Por ello, las situaciones post-parto son muy heterogéneas. Las mujeres que no amamantan pueden tener una desaparición de la cistitis durante el embarazo y una reaparición de la cistitis en los 2 a 6 meses siguientes al parto. En cambio cuando se amamanta, la «protección» contra la cistitis puede ser mucho más larga (a veces años), lo que da la impresión de estar totalmente «curada».

En estos resultados influyen por supuesto otros factores, como la reanudación de la actividad sexual y también todos los factores ambientales (por ejemplo si se han tomado antibióticos por otros motivos).

Conclusiones y posibles medidas preventivas

El esbozo descrito en este artículo de los mecanismos que explican la desaparición de la cistitis en muchas mujeres embarazadas y madres jóvenes, nos lleva a las siguientes conclusiones y opciones para una estrategia que evite la reaparición de la cistitis tras el parto y el periodo de lactancia.

El período de «tregua» (embarazo y posparto) es una demostración empírica inequívoca del papel central que juegan la calidad y el equilibrio del entorno vulvovaginal a la hora de desencadenar una cistitis.

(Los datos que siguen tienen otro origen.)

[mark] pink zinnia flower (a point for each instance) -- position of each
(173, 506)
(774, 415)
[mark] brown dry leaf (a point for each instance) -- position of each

Por lo tanto, el problema de la cistitis recurrente en las mujeres está relacionado con:

– La influencia de las variaciones hormonales.

– La calidad y la cantidad de la flora de Döderlein.

– La hidratación y el trofismo de las mucosas.

A menudo, la cistitis es postcoital y el coito es la chispa que «enciende» una situación predisponente precaria.

Todo esto nos lleva a un enfoque de prevención ad hoc que consistiría en aplicar una serie de medidas que imiten y reproduzcan los efectos protectores del embarazo:

– Hidratación y apoyo al trofismo de las mucosas.

Recolonización y apoyo de la flora vulvo-vaginal.

Mantenimiento del pH vaginal fisiológico.

Estas medidas se deden combinar, en cada caso, con el tratamiento necesario de otros factores que predisponen y precipitan la cistitis.